Let $X$ be a reflexive Banach space. Then, consider a linear and compact operator $T \colon X \to X$.
Prove that if:
$\inf \left\{ \|Tx\| : x \in X\quad \text{s.t.}\quad \|x\| = 1 \right\} > 0$,
then $S = \{x \in X \colon \|x\| = 1 \}$ is compact.
My idea is to prove that $S$ is sequentially compact; since $X$ is reflexive, every sequence in $S$ admits a weakly convergent subsequence...
But, how can I switch to strong convergence??
Thanks, any hint is appreciated...
I don't see the point of reflexivity here, $inf\{\|T(x)\|, \|x\|=1\}>0$ implies that the spectrum of $T$ does not contain zero. Since $T$ is compact, $X$ must be finite dimensional so $S$ is compact.
Reflexivity is superfluous. You can use the simple fact that if $T:X\rightarrow X$ is a compact map on a Banach space $X$, with $\dim(X)=\infty$, then $0\in \sigma(T)$.
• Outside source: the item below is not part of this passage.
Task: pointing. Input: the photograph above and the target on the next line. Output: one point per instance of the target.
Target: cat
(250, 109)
The assumption translates in the following way: there exists a positive constant $c$ such that for all $x\in X$, $$\tag{*} \left\lVert Tx\right\Vert\geqslant c\left\lVert x\right\Vert. $$ Let $\left(x_n\right)_{n\geqslant 1}$ be a sequence of elements of $S$. Since $S$ is bounded and $T$ is compact, we can extract a subsequence $\left(x_{n_k}\right)_{k\geqslant 1}=\left(x'_k\right)_{k\geqslant 1}$ such that the sequence $\left(Tx'_k\right)_{k\geqslant 1}$ converges in norm to some $y$. Apply (*) to $x=x'_m-x'_n$ to show that the sequence $\left(x'_n\right)_{n\geqslant 1}$ is Cauchy.